ESPN is set to air ‘Project 11’ on Friday night; a documentary detailing Alex Smith’s miraculous recovery from a gruesome leg injury.
At this point in time, Washington Redskins quarterback Alex Smith is eyeing a return to the NFL, hoping that he can play football at some point again in his career.
A little over a year ago, that was an impossible thought to have. Keeping him alive was the main goal.
“Our first priority is we’re going to save his life. And then we’re going to do our best to save his leg,” a doctor said of Smith during his recovery, via ESPN.com. “And anything beyond that is a miracle.”
Considering that Smith is currently rehabbing and working to get back into good enough shape to be able to take the field again, it’s safe to say that a miracle has happened.
ESPN is set to air a documentary on Friday night, titled ‘Project 11.’ It will detail Smith’s recovery from a compound fracture in his leg that was suffered in a 2018 Week 11 game against the Houston Texans. After being carted off the field and rushed to the hospital, Smith floated in and out of consciousness as doctors tried to figure out what was wrong.
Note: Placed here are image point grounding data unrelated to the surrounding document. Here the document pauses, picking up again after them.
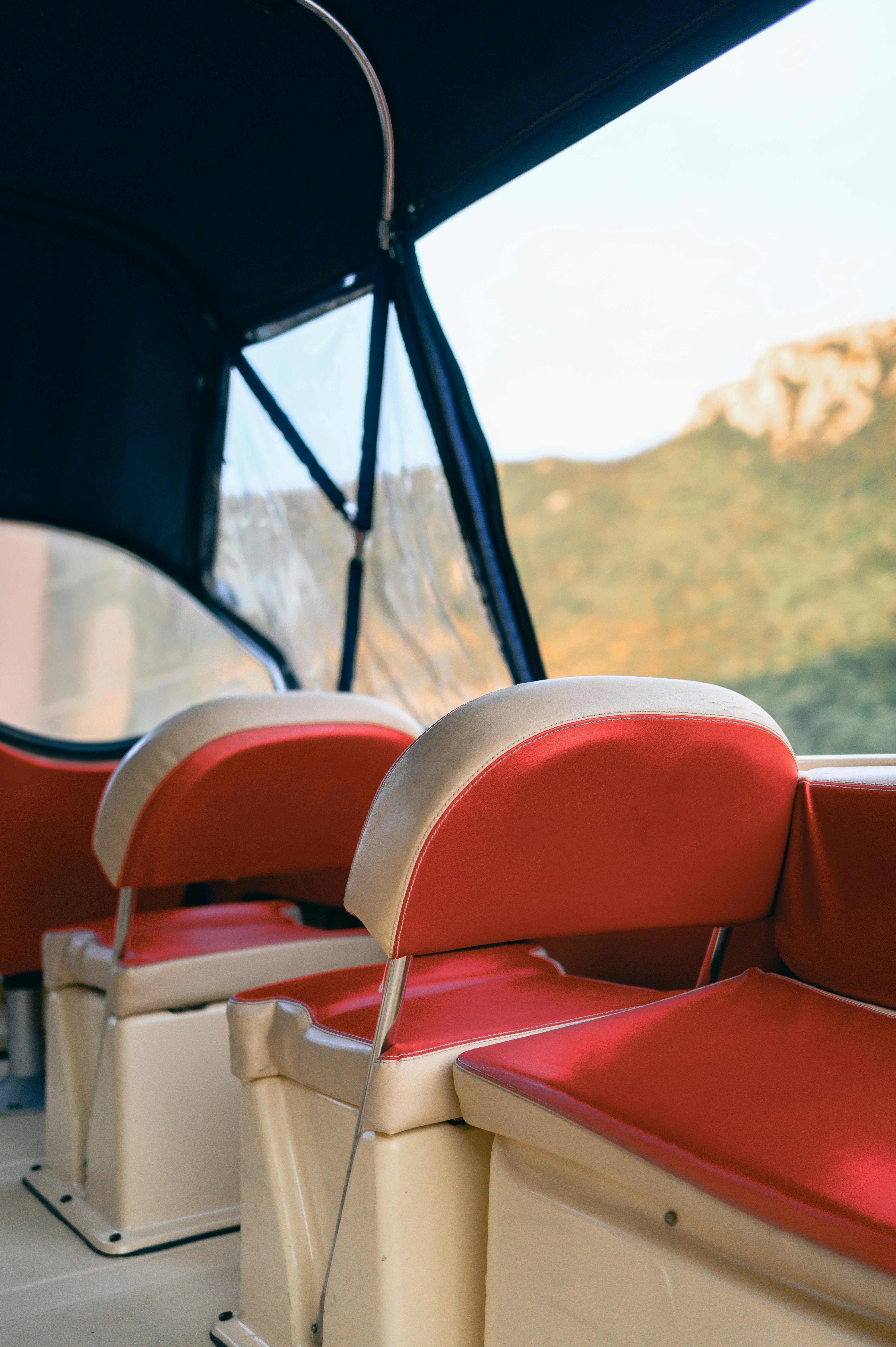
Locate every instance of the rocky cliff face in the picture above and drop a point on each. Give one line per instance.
(809, 395)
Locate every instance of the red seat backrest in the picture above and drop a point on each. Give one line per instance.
(49, 875)
(248, 786)
(836, 915)
(577, 806)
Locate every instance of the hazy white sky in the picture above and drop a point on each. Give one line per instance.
(596, 300)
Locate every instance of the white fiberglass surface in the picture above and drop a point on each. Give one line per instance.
(425, 638)
(96, 646)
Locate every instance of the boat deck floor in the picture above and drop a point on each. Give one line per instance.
(55, 1290)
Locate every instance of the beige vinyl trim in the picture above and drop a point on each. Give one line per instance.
(642, 1193)
(448, 756)
(73, 958)
(158, 753)
(880, 776)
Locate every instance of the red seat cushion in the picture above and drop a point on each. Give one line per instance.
(187, 933)
(456, 999)
(771, 1096)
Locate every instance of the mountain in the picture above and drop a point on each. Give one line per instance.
(758, 549)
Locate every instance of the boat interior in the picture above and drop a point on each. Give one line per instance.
(362, 984)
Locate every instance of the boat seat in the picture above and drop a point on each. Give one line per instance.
(566, 807)
(769, 1094)
(142, 1108)
(836, 919)
(758, 1113)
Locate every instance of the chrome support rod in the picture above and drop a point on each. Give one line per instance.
(395, 984)
(712, 965)
(385, 232)
(123, 915)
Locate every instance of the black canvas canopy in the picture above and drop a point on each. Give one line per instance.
(193, 165)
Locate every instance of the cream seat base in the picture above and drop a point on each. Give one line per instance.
(410, 1264)
(580, 1252)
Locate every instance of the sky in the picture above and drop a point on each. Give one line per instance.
(596, 300)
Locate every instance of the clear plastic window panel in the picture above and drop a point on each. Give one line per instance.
(425, 642)
(96, 646)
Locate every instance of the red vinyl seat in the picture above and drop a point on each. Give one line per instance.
(766, 1093)
(320, 1030)
(246, 786)
(835, 918)
(531, 807)
(561, 807)
(48, 871)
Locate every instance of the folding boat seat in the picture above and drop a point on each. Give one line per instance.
(48, 875)
(720, 1167)
(565, 806)
(142, 1108)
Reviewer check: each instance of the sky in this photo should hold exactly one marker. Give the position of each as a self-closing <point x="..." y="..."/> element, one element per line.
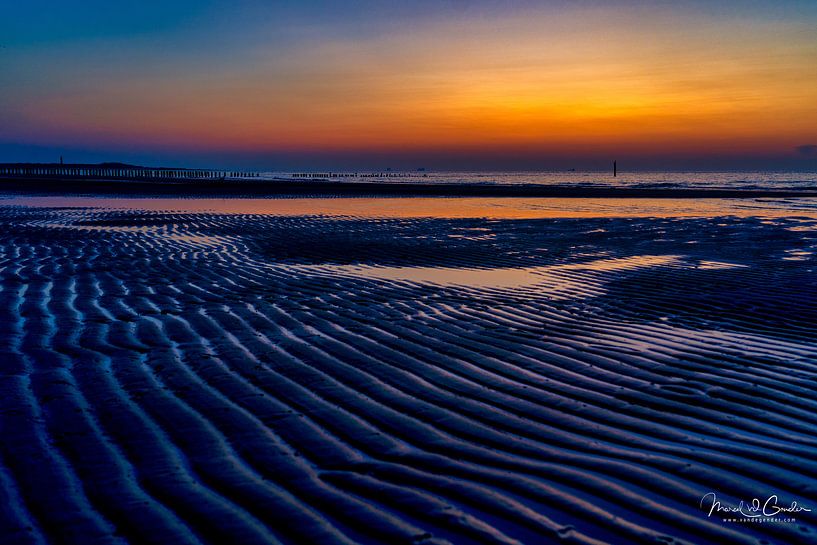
<point x="449" y="85"/>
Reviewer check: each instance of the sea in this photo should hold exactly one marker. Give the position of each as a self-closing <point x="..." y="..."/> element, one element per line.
<point x="643" y="179"/>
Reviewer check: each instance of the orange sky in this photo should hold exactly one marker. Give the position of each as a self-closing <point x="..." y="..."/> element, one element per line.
<point x="593" y="81"/>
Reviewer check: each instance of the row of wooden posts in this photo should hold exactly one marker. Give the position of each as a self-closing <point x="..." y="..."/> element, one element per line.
<point x="118" y="172"/>
<point x="350" y="175"/>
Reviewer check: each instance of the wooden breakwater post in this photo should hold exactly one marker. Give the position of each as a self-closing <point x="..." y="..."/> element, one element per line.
<point x="115" y="171"/>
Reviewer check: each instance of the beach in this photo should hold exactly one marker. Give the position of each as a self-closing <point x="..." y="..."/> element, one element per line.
<point x="404" y="370"/>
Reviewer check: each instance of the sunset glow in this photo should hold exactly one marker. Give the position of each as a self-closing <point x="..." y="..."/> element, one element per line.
<point x="531" y="85"/>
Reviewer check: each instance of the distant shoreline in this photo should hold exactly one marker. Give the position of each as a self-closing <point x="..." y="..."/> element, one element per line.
<point x="325" y="188"/>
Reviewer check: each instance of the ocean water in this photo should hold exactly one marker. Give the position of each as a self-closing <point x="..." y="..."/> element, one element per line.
<point x="662" y="179"/>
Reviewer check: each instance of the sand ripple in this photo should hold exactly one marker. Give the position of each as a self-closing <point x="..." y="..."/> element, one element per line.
<point x="214" y="378"/>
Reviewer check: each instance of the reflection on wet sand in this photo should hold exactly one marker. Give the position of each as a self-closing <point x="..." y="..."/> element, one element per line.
<point x="454" y="207"/>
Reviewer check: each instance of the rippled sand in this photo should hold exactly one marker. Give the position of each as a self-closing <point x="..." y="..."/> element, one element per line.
<point x="186" y="373"/>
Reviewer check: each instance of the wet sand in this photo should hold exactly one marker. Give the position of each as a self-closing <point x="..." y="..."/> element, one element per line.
<point x="173" y="375"/>
<point x="322" y="187"/>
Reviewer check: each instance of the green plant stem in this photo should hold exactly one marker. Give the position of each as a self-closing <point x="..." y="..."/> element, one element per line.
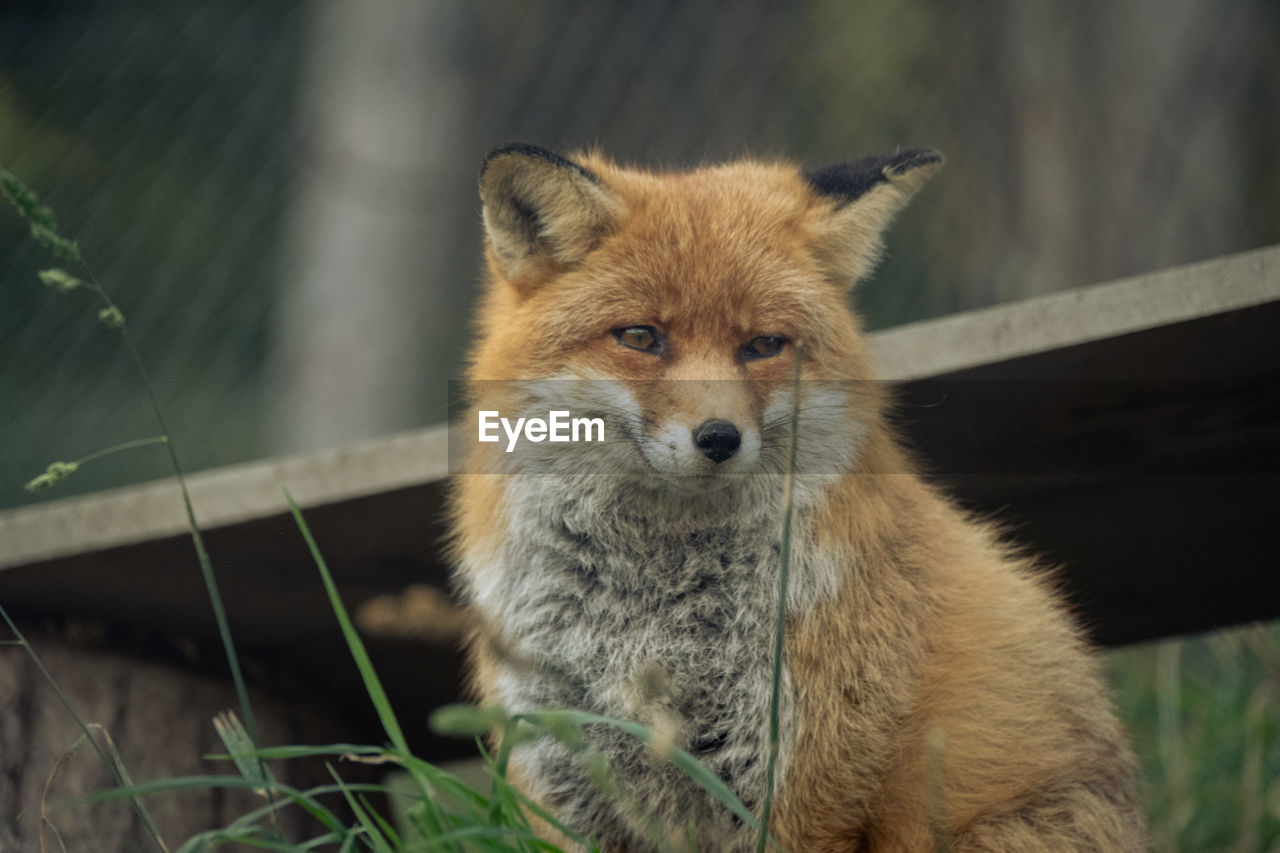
<point x="122" y="446"/>
<point x="781" y="626"/>
<point x="113" y="766"/>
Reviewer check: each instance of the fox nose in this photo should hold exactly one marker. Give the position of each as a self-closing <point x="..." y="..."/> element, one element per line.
<point x="717" y="439"/>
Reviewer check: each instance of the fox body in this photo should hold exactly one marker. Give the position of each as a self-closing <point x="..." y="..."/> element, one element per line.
<point x="935" y="693"/>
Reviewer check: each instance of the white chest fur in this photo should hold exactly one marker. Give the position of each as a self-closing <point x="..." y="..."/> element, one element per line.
<point x="645" y="606"/>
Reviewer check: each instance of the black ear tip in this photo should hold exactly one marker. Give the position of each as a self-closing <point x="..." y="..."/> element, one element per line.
<point x="526" y="150"/>
<point x="849" y="181"/>
<point x="913" y="159"/>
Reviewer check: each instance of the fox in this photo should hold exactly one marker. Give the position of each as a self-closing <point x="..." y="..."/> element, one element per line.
<point x="935" y="690"/>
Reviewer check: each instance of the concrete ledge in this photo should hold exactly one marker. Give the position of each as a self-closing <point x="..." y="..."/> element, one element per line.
<point x="222" y="497"/>
<point x="1128" y="432"/>
<point x="923" y="350"/>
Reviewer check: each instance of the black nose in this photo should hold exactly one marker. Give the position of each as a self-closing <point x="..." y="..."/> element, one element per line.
<point x="717" y="439"/>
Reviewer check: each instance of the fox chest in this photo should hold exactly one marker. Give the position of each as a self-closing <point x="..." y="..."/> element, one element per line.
<point x="668" y="626"/>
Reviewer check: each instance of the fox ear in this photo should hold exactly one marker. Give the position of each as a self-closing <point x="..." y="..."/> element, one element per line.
<point x="540" y="208"/>
<point x="863" y="196"/>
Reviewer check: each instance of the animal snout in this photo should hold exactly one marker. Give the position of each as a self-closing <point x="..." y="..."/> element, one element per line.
<point x="717" y="439"/>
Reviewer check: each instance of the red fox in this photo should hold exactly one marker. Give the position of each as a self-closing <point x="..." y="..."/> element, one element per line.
<point x="935" y="690"/>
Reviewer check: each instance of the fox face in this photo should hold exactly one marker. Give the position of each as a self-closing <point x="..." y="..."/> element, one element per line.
<point x="689" y="310"/>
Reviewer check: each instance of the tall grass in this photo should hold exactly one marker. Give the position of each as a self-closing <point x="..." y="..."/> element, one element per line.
<point x="1203" y="714"/>
<point x="446" y="813"/>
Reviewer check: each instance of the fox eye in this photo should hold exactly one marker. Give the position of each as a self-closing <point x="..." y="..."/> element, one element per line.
<point x="639" y="337"/>
<point x="763" y="347"/>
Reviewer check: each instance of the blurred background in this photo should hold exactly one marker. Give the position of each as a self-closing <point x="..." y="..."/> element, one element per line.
<point x="282" y="195"/>
<point x="282" y="199"/>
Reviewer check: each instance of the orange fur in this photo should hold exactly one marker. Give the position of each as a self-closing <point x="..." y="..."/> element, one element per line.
<point x="942" y="697"/>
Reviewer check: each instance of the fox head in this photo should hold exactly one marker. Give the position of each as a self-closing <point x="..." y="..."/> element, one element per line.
<point x="690" y="306"/>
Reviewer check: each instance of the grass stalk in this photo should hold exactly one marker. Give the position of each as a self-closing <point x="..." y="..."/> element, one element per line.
<point x="781" y="624"/>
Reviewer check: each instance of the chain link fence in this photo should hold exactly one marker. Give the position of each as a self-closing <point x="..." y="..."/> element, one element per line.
<point x="280" y="196"/>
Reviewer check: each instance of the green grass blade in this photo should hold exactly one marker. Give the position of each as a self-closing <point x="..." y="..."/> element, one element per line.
<point x="373" y="685"/>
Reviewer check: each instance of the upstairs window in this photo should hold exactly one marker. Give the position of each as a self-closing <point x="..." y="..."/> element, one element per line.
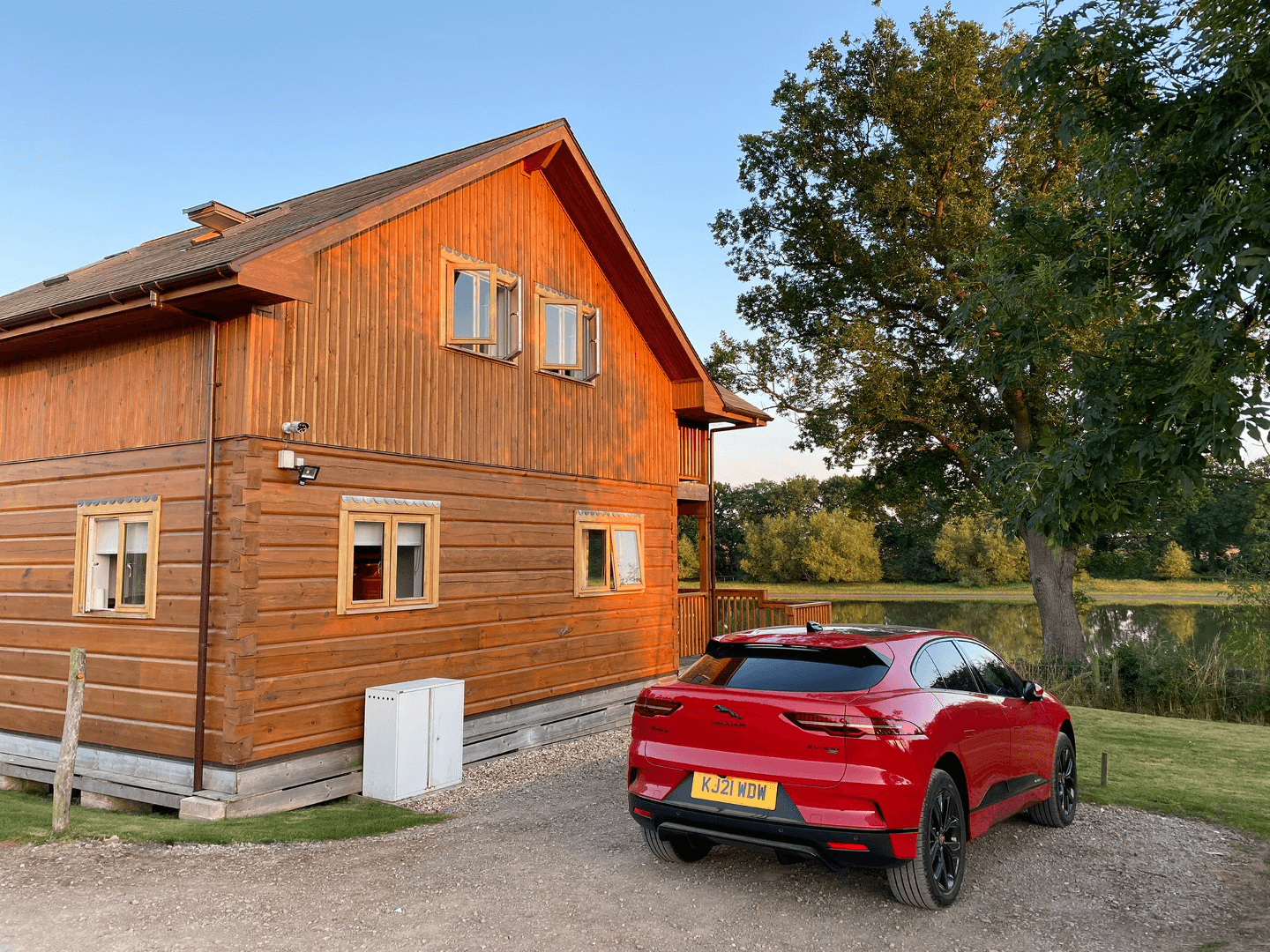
<point x="609" y="553"/>
<point x="482" y="308"/>
<point x="571" y="335"/>
<point x="117" y="553"/>
<point x="389" y="553"/>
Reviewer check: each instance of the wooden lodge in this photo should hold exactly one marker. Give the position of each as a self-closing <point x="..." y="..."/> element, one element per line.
<point x="503" y="421"/>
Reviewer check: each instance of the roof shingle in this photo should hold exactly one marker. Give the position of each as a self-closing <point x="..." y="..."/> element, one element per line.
<point x="175" y="256"/>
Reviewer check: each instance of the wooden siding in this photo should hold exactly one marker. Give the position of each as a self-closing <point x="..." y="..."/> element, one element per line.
<point x="132" y="391"/>
<point x="141" y="672"/>
<point x="508" y="622"/>
<point x="366" y="368"/>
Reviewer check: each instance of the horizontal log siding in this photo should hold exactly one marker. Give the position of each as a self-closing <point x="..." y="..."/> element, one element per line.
<point x="365" y="365"/>
<point x="141" y="673"/>
<point x="121" y="394"/>
<point x="508" y="622"/>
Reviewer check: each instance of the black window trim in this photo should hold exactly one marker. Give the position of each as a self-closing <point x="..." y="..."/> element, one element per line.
<point x="968" y="666"/>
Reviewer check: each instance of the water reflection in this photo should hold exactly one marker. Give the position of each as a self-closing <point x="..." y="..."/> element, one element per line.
<point x="1013" y="628"/>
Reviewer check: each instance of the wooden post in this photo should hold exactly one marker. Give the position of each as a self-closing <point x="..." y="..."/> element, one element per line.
<point x="63" y="782"/>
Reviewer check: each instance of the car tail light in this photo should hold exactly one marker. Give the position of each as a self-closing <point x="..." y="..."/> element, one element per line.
<point x="855" y="725"/>
<point x="655" y="706"/>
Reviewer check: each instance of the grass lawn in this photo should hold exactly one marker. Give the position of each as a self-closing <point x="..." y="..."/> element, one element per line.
<point x="26" y="818"/>
<point x="1100" y="589"/>
<point x="1211" y="770"/>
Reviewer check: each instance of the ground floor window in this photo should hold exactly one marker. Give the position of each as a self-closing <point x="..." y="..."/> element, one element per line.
<point x="389" y="553"/>
<point x="116" y="556"/>
<point x="609" y="553"/>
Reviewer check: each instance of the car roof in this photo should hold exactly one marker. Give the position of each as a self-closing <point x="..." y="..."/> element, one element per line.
<point x="833" y="635"/>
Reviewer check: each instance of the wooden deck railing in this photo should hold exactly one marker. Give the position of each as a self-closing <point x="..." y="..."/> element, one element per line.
<point x="738" y="609"/>
<point x="693" y="453"/>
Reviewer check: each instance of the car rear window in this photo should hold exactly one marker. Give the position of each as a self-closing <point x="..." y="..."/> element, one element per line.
<point x="787" y="668"/>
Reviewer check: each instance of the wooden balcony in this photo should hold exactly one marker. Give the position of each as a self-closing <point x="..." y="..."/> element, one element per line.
<point x="736" y="609"/>
<point x="693" y="453"/>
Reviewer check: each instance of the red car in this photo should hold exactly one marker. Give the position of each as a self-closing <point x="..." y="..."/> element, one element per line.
<point x="854" y="746"/>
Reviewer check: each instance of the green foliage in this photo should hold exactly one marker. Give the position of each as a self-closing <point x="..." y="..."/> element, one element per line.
<point x="26" y="818"/>
<point x="827" y="546"/>
<point x="689" y="559"/>
<point x="1174" y="564"/>
<point x="977" y="553"/>
<point x="736" y="507"/>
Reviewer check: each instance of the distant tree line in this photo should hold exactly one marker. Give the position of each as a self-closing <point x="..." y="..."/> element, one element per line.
<point x="865" y="528"/>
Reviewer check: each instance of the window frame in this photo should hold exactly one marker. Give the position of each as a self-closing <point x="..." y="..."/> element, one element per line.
<point x="609" y="524"/>
<point x="390" y="513"/>
<point x="453" y="262"/>
<point x="130" y="510"/>
<point x="588" y="339"/>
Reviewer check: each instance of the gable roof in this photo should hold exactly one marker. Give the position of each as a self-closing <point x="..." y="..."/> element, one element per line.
<point x="265" y="258"/>
<point x="172" y="258"/>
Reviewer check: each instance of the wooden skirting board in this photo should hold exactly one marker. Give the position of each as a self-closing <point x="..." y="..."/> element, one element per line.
<point x="312" y="777"/>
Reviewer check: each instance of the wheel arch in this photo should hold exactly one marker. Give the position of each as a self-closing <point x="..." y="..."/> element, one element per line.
<point x="952" y="766"/>
<point x="1065" y="727"/>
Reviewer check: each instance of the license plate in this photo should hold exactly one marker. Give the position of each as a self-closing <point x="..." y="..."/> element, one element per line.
<point x="741" y="791"/>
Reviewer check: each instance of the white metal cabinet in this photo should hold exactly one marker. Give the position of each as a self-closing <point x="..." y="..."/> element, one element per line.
<point x="415" y="738"/>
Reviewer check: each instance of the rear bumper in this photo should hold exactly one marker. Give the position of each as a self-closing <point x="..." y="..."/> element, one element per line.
<point x="791" y="841"/>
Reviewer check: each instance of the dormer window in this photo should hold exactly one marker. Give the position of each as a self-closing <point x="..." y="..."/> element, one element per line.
<point x="482" y="308"/>
<point x="571" y="335"/>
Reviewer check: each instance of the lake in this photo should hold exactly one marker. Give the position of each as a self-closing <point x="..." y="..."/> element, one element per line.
<point x="1013" y="628"/>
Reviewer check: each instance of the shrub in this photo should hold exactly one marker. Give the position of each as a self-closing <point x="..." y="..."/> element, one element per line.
<point x="977" y="553"/>
<point x="841" y="548"/>
<point x="830" y="546"/>
<point x="1174" y="564"/>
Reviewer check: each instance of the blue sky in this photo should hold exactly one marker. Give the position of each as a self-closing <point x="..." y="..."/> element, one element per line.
<point x="113" y="117"/>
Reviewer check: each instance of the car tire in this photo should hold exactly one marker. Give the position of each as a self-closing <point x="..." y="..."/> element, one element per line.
<point x="932" y="879"/>
<point x="1059" y="807"/>
<point x="677" y="850"/>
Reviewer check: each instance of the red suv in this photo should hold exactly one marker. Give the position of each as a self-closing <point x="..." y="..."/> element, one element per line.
<point x="852" y="746"/>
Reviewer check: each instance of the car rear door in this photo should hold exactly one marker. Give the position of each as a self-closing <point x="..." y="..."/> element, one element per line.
<point x="1032" y="733"/>
<point x="984" y="727"/>
<point x="736" y="712"/>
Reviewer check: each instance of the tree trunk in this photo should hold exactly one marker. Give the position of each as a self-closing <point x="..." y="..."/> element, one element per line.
<point x="1061" y="634"/>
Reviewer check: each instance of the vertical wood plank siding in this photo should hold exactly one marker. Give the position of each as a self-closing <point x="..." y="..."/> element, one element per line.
<point x="365" y="365"/>
<point x="511" y="452"/>
<point x="140" y="684"/>
<point x="121" y="394"/>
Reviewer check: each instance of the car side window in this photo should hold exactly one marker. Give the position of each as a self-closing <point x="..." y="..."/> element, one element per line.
<point x="955" y="673"/>
<point x="997" y="677"/>
<point x="925" y="672"/>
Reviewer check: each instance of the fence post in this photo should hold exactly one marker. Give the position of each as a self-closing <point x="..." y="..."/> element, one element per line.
<point x="65" y="776"/>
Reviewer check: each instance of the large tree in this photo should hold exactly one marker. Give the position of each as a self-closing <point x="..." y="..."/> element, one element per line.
<point x="931" y="273"/>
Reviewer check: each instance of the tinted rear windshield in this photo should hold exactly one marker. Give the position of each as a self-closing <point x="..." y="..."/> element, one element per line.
<point x="787" y="668"/>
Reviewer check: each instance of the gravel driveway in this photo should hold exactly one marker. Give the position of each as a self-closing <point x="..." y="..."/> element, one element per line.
<point x="542" y="854"/>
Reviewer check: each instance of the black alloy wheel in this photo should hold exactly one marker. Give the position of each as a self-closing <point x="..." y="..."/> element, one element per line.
<point x="945" y="847"/>
<point x="1059" y="807"/>
<point x="932" y="879"/>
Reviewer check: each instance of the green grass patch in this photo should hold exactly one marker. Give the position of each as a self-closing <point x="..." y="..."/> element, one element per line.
<point x="1127" y="591"/>
<point x="26" y="818"/>
<point x="1208" y="770"/>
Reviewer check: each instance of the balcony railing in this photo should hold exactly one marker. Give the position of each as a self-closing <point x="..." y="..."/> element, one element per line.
<point x="738" y="609"/>
<point x="693" y="455"/>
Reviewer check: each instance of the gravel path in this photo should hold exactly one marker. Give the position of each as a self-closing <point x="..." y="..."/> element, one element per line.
<point x="542" y="856"/>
The story from ESPN details his recovery, and this excerpt from his wife, Elizabeth Barry, is haunting.
They’re thinking he has a blood clot, a pulmonary embolism. Then we’re doing a cardiogram. Throughout the night, it’s test after test after test. Alex’s fever is through the roof. His blood pressure is dropping.
Everyone — the nurses, the doctors — every person is in this room and can hear me asking, “Is everything going to be OK?” They are saying, “We just need to find the root of the problem.”
Finally, we learn he has an infection.
The doctors are telling me, “He’s septic. It’s in his blood. But we don’t know what type of infection it is.”
Dr. Steve Malekzadeh, one of Alex’s trauma surgeons, comes in early the next morning. It’s Thursday, Thanksgiving Day. He would tell us later he came in because he couldn’t sleep. He knew something was off. He unwraps the bandages from Alex’s leg, even though it had been unwrapped just a few hours before. At that time, it looked normal, at least as normal as post-surgical fracture sites look.
But now his leg is black. The blisters are huge. It’s clear the infection is in his leg. It’s something I couldn’t fathom seeing in a war movie, only now it’s my husband. It’s my worst nightmare.
The rest of the story will be air on Friday night at 7:30 p.m. ET, detailing his recovery, and a potential return to football that lays ahead of him. It will be gruesome at times, and may illicit some teams for any fan who remembers that fateful day in November, but it will undoubtedly be uplifting to watch as Smith fights back and works to continue his athletic career. It may never come to fruition that he plays in the NFL again, but at this point, he’s alive and well, and everything else is just gravy.